Haftalık 40 saatten fazla çalışma
Acil serviste çalışan hekimlerin sorunlarına dikkat çeken Çamlı mesai saatlerine ilişkin şu sonuçları paylaştı:
“Çalışma saatlerine bakıldığında acil serviste çalışan hekimlerin sadece %4’ü mesai saatlerinde çalışırken %65 i 24 saatlik nöbetler halinde çalışmaktadır. Ankete katılanların %95’i haftalık 40 saatten daha fazla çalışmaktadır. Bu yoğun çalışma koşullarında durmadan nefes almadan çalışması istenmektedir. Hekimlerin %15’i çalışırken öğle ve akşam yemeği için ara veremediğini, %42’si ise nadiren ara verebildiğini bildirmiştir. Sadece %8’i istediği zaman diliminde yıllık izin alabildiğini ifade etmektedir.”

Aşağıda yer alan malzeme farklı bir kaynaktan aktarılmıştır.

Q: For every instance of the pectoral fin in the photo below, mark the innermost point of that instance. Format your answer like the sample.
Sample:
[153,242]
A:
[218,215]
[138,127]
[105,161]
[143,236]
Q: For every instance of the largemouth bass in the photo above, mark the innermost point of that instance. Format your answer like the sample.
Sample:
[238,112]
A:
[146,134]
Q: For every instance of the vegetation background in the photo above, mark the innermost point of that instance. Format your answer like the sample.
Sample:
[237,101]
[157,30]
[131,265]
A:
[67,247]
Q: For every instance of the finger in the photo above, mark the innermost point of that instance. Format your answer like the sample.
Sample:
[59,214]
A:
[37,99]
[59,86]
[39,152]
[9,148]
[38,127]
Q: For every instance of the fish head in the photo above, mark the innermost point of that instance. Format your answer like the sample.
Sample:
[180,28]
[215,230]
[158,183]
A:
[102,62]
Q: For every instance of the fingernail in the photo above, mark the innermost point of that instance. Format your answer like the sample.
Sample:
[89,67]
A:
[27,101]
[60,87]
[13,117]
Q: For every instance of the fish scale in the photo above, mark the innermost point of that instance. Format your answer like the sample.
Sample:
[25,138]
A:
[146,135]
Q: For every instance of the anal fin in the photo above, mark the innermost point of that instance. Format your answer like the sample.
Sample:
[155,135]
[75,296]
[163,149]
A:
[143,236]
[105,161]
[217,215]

Salgında sağlık çalışanları korunamadı
Pandemi sürecinin sorunları ağırlaştırdığına dikkat çeken Çamlı şu şekilde devam etti:
“Covid -19 salgını sürecinde sorunları daha da ağırlaşan acil servis hekimlerinin anket sonuçlarına göre %73 ünün covid polikliniği ya da yoğun bakım servislerinde çalıştığı saptanmıştır. Katılanların %80 i Covid-19 salgını sürecinde acil servis çalışanlarına yeterli korunma sağlanmadığını belirtmiş, %86 sı ise salgın ile ilgili olarak acil serviste yeterli düzenleme yapılmadığını ifade etmiştir. %35 i salgın sürecinde Covid 19 hastalığı geçirdiğini açıklamıştır. Bu sonuçlar İyi yönetilemeyen salgın sürecinde sağlık çalışanlarımızın da korunamadığını göstermektedir. Çalışmamıza katılan hekimlerin %50’den fazlası bir nöbette 100’den fazla, %30’u 200’den fazla hasta baktığını ifade etmiştir. Hekimlerin %80’i başvuran hastaların %50’den fazlasının gerçek acil vakalar olmadığını ifade etmektedir.”

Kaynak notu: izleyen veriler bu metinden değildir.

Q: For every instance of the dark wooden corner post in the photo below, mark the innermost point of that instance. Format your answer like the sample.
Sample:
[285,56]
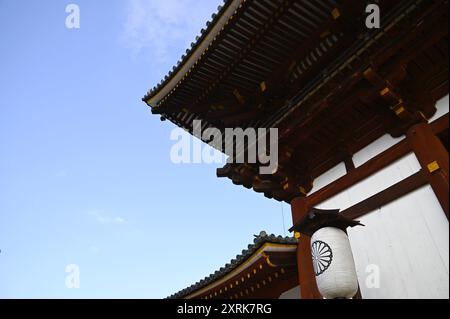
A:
[306,276]
[433,157]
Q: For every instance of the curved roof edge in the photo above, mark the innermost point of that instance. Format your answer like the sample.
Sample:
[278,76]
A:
[219,20]
[259,241]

“İnsanca yaşama uygun ücret”
Acil serviste çalışan hekimlerin hastane yönetiminden performans baskısı, güvenlik kaygısı, mobbing gibi sorunlar yaşadığını belirten Çamlı “Acil servislerde çalışan hekimlerin çalışma koşullarına uygun şekilde yıpranma hakkı kazanması sağlanmalı ve çalışma saatleri ve koşulları için standartlar belirlenerek yeni düzenlemeler yapılmalıdır. Adaletsiz performans sisteminden vazgeçilerek emeklerinin karşılıklarını alabildikleri insanca yaşamaya uygun bir ücret verilmelidir” dedi.

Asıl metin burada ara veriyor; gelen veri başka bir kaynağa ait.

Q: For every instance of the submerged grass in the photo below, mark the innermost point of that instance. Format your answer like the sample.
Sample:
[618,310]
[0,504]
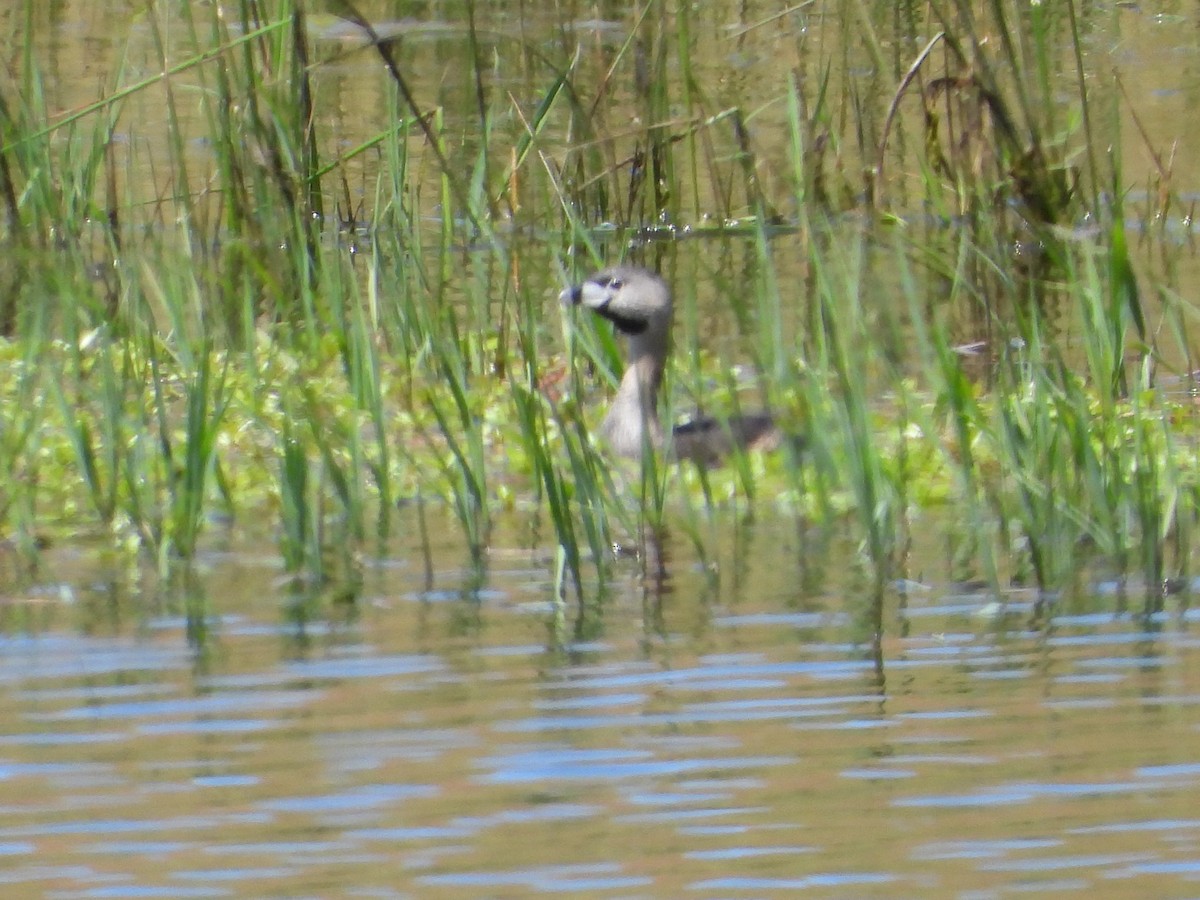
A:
[225,347]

“Sağlık sistemi bu haliyle sürdürülemez”
Daha sonra söz alan İzmir Tabip Odası Yönetim Kurulu Üyesi Dr. Zeynep Altın, şu şekilde konuştu:
“Acil serviste görevli hekimler yoğunluktan dolayı buraya gelemediler. Acil serviste çalışan meslektaşlarımız gerçekten tükeniş durumda. Bu sağlık sistemi bu haliyle sürdürülebilirliğini kaybetmiştir. Acil servislerde çok ciddi hasta yoğunluğu var. Bu yoğunluğun nedenleri pandemiyle yüzümüze çarpsa da pandemiden önce de sağlıkta dönüşüm politikalarıyla acil servislerde bu yoğunluk çok fazla arttı. Diğer polikliniklerde sıra alamayan hastalar acile başvuruyorlar. 5 dakikada bir randevu sistemiyle bu yük çözülemez. Servislerde hastalar yatmak için sedyelerin üzerinde uzun süreler beklemek zorunda kalıyorlar. Hastaların uzun süre acil servislerde bulunmamasını içeren genelgelerle bu yoğunluğun azalmadığını, arttığını hep beraber gözlemledik. Hastalar acil servisini kuyruğunda kıvranıyorlar. Bu da bir şekilde şiddet olarak sistemin sorumlularına değil, hekimlere yükleniyor. Bir an önce acillerde yaşanan yoğunluğun görünür kılınması gerekiyor.”
Basın emekçilerinden gelen soruların cevaplanmasının ardından basın toplantısı sona erdi.